Asserting that because Islam is a religion and not a race, one can never discuss it (or treat its followers) in racist ways makes about as much sense as saying that because ballet is an art form not a sexual identity, it’s impossible to say anything homophobic about male ballet dancers. Hip-hop musicians and immigrants aren’t races either, but commentary on both is very often racist – or at least, informed and inflected to a serious degree by racial biases.
Treating all Muslims as featureless representatives of their religion (as Dawkins does when saying things like “Who the hell do these Muslims think they are? How has UCL come to this: cowardly capitulation to Muslims? Tried to segregate sexes in debate between @LKrauss1 and some Muslim or other”) is – well, it may not be directly racist, but it’s certainly not the sort of thing Martin Luther King would admire. The content of their character, and all that.

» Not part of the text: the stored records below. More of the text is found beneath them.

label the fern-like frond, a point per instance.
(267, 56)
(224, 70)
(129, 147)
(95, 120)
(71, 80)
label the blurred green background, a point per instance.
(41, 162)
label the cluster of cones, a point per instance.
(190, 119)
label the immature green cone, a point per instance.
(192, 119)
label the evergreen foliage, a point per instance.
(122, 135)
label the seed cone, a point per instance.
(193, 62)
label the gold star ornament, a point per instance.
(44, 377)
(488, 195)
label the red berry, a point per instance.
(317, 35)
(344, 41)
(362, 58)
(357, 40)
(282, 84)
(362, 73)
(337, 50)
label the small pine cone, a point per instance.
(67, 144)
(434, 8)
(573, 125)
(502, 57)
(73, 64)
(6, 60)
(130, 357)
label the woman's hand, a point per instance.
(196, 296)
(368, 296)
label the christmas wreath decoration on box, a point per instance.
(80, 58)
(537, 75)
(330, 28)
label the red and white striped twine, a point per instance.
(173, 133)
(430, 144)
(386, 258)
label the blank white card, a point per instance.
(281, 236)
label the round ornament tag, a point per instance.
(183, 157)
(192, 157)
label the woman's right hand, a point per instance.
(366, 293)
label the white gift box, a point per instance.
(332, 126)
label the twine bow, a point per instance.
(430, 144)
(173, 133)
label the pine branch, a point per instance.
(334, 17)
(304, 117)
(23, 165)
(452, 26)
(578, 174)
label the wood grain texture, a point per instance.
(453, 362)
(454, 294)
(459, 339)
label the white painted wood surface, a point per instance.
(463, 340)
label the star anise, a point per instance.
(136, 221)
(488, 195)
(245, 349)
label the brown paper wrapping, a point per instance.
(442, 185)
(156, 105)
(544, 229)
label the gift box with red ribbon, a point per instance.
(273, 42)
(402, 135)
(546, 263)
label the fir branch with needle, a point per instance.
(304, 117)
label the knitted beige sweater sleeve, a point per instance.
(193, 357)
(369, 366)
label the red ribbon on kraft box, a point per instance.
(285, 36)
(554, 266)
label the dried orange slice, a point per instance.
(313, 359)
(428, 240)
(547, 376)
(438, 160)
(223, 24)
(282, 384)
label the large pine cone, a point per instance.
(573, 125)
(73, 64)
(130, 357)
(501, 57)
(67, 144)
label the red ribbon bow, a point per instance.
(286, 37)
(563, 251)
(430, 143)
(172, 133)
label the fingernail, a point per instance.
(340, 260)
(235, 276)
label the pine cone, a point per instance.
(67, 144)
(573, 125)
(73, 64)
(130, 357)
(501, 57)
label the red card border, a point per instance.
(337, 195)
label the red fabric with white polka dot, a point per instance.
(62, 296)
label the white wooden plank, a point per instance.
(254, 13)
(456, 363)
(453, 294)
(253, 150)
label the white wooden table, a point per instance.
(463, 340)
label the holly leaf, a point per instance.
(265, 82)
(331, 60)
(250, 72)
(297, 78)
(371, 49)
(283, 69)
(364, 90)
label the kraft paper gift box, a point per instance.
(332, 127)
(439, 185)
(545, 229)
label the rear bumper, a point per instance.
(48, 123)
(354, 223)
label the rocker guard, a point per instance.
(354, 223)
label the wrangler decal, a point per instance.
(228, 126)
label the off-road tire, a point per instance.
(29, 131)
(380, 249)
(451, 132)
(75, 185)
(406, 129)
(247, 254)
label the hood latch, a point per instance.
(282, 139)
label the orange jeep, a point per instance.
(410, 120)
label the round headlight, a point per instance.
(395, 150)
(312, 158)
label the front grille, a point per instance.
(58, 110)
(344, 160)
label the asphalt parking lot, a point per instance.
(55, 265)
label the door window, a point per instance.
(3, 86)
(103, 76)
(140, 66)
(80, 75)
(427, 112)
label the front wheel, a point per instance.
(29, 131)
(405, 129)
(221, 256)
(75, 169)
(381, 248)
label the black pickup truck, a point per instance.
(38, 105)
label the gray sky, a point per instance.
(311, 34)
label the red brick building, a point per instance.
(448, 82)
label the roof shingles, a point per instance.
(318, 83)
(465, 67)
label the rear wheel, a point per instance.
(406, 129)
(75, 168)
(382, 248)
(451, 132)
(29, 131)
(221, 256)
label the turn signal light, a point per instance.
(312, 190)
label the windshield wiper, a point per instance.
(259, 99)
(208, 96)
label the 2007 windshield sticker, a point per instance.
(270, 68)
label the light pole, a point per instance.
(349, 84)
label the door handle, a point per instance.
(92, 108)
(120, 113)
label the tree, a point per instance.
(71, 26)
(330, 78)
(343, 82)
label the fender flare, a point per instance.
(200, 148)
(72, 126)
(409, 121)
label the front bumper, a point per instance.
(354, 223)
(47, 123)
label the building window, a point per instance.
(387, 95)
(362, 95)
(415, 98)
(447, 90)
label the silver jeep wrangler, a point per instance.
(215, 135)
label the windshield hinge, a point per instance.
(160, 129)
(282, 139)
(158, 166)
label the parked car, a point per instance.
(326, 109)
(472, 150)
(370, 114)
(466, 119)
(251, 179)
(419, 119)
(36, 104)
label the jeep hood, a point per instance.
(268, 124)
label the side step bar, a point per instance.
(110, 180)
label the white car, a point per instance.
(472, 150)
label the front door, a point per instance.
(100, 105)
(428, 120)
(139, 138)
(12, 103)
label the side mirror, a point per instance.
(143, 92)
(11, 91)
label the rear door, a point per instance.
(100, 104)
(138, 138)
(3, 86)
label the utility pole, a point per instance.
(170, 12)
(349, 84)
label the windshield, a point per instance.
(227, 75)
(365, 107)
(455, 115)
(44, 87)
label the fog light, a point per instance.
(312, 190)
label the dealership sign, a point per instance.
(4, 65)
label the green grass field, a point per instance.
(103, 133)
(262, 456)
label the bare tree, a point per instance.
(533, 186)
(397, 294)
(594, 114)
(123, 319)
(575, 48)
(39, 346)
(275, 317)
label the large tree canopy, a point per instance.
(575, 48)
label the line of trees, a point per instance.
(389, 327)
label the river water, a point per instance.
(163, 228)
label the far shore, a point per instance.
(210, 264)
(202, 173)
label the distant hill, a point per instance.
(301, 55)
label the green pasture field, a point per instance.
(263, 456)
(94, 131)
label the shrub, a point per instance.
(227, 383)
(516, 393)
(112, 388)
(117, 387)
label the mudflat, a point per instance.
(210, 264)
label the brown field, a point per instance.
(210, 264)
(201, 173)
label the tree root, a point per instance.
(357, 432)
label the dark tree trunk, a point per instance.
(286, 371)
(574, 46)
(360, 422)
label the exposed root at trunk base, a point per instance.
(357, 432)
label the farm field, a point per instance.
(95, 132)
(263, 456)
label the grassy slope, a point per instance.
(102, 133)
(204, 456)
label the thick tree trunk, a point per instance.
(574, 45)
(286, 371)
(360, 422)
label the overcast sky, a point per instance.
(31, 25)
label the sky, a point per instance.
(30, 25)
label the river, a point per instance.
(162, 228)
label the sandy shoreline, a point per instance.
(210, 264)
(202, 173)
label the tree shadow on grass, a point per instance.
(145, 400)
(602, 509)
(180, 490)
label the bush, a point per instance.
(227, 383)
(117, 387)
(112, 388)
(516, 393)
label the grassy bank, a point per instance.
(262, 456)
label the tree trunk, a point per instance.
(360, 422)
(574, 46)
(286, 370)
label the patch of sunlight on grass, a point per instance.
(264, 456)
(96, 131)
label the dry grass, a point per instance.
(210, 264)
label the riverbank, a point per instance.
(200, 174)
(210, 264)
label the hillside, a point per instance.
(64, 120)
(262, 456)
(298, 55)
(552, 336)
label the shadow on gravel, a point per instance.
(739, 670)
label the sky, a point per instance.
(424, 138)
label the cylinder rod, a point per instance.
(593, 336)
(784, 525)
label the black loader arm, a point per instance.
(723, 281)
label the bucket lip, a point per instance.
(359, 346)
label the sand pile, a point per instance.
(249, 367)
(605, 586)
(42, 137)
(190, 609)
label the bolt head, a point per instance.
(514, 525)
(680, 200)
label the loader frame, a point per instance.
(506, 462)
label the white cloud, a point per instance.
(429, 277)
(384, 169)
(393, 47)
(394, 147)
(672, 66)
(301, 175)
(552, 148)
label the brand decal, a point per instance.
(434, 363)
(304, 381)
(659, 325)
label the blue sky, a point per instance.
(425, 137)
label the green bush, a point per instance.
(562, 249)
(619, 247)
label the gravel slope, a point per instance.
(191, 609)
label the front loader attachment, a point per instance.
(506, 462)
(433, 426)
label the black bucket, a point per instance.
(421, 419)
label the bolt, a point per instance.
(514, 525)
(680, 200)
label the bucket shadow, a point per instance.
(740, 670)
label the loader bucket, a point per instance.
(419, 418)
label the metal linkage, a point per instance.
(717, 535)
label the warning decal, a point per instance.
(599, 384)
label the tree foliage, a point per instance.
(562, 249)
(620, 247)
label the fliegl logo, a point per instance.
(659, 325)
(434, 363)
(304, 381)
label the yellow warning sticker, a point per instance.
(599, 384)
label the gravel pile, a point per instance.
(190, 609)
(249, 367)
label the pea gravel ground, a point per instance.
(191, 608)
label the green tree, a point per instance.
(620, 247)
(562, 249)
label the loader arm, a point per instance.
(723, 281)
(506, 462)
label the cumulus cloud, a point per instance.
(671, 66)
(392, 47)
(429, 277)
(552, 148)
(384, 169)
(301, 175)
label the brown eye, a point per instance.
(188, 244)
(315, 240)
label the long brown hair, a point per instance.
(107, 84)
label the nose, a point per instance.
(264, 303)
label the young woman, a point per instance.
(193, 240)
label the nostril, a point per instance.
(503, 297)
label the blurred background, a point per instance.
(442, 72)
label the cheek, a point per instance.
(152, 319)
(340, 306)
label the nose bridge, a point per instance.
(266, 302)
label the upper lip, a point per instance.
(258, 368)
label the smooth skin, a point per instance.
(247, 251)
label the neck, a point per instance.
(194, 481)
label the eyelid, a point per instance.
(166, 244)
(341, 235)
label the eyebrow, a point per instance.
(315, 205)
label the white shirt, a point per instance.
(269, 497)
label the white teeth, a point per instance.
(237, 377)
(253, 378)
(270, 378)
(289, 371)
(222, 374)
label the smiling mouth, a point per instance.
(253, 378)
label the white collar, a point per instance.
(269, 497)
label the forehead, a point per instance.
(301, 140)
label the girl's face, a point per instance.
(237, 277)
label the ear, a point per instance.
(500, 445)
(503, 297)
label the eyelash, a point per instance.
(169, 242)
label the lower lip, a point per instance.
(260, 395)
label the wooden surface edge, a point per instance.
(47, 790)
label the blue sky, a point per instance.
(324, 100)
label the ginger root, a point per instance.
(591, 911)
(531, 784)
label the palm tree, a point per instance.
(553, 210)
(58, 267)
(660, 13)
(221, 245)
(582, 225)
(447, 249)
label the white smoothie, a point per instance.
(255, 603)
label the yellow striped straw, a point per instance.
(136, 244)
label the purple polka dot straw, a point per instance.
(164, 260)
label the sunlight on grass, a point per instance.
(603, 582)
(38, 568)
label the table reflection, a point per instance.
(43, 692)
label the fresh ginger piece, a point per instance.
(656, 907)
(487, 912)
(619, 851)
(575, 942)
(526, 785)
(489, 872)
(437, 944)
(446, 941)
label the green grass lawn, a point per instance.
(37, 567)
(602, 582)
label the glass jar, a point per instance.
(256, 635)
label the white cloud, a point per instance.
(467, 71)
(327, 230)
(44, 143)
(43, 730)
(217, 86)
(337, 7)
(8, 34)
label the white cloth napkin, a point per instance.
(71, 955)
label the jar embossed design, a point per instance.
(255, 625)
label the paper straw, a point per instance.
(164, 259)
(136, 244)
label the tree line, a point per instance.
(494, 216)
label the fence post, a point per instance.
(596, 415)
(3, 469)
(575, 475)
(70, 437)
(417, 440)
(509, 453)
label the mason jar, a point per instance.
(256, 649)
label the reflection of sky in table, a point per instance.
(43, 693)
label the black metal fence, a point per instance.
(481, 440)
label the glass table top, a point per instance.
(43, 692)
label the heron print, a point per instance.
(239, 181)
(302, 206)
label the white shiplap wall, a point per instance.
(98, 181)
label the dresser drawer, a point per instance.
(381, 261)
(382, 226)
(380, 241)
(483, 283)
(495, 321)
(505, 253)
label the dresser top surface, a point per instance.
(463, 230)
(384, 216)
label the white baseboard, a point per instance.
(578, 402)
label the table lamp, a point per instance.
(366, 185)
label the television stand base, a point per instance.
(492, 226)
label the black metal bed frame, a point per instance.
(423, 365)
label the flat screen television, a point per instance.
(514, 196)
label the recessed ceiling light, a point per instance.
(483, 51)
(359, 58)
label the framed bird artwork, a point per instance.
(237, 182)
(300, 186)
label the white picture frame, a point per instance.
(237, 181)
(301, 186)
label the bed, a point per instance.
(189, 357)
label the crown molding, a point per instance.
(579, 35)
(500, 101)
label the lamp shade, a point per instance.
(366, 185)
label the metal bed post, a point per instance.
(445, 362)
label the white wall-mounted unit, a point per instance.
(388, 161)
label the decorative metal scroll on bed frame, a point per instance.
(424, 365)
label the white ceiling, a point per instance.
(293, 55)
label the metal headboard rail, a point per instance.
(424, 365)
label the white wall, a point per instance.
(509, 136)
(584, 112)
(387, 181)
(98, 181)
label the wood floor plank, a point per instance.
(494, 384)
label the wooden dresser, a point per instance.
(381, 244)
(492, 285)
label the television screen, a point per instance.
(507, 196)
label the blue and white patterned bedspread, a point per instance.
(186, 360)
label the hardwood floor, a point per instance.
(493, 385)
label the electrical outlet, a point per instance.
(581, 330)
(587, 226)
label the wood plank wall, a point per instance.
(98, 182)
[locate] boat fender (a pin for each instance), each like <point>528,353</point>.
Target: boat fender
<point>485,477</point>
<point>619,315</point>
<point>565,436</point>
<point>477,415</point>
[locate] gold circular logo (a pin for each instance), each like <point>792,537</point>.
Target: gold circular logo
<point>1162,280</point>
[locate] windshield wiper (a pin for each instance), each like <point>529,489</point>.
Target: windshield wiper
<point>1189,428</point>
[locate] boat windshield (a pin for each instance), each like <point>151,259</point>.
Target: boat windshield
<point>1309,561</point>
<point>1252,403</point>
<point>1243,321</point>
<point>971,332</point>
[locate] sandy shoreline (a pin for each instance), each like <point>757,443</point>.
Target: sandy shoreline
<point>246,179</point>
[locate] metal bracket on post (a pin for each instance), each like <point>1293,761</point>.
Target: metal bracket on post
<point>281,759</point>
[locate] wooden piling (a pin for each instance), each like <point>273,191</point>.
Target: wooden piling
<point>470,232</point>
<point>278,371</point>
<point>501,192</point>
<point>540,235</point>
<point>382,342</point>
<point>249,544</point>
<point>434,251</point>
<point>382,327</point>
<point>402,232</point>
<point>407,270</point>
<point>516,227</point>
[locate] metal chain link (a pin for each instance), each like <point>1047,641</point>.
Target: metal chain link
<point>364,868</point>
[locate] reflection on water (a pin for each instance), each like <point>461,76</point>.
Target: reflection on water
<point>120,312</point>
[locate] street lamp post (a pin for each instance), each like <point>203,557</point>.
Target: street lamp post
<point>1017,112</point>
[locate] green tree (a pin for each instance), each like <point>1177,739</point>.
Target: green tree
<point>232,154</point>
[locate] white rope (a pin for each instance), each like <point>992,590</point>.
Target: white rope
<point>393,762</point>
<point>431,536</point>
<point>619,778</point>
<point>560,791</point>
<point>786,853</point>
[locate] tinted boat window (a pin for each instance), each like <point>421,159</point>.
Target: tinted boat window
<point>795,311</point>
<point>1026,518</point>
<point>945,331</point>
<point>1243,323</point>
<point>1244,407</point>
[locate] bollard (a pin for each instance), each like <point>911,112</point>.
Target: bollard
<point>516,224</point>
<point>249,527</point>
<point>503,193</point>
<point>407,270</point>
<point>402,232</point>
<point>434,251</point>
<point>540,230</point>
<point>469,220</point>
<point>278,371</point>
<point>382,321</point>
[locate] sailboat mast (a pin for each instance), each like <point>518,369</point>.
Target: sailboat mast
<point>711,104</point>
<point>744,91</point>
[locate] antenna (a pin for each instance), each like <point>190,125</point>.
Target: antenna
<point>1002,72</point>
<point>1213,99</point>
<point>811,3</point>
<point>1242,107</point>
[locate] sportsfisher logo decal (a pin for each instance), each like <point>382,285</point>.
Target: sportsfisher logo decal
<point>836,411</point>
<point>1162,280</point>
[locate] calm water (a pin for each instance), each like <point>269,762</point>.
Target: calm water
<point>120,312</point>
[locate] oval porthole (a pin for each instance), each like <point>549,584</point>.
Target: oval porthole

Because Dawkins has gone from criticising the religion itself to criticising Muslims, as a vast bloc. They’re not individuals with names, they’re “these Muslims” or “some Muslim or other”, undifferentiated, without personhood. They haven’t managed to get very many Nobel prizes, presumably because they’re stupid, or brainwashed into zombiehood by their religion. Yes, it’s only a “fact”, but in different contexts, the same fact can have different meanings. For instance, would Dawkins have tweeted another fact, which is that Trinity also has twice as many Nobel prizes as all black people put together? It’s just as true, but presumably he doesn’t believe that it’s because black people aren’t as clever. Yet he is willing to make the equivalent inference about Muslims, without further evidence.
And here’s what’s really awful: he’s failing as a scientist. It might be true that Islam is holding back scientific and other achievement among Muslims. I actually wouldn’t be surprised if it were. But you don’t get to simply assert it, because there are far too many other variables. Islamic countries are themselves usually poorer than Western ones (and far poorer than the average Trinity alumnus). Their standards of public health are lower, nutrition, education, everything. Does the average Muslim do worse in the Nobel prize stakes than the average similarly deprived Christian or atheist or Hindu? I don’t know. You need to do proper analysis, statistical regression, to work that out. What’s worse, Dawkins knows that.
Dawkins may believe that he is criticising only the religion, and its effects on the people who hold it, rather than the people themselves (“don’t hate the player, hate the game”), but his gleeful hurling of rhetorical stick-bombs doesn’t make that sort of distinction. Is he being racist? Maybe not, depending on how narrowly you define it. But whatever he’s being, it’s not nice, and it certainly isn’t advancing the various causes of secularism, atheism or everyone just bloody getting along.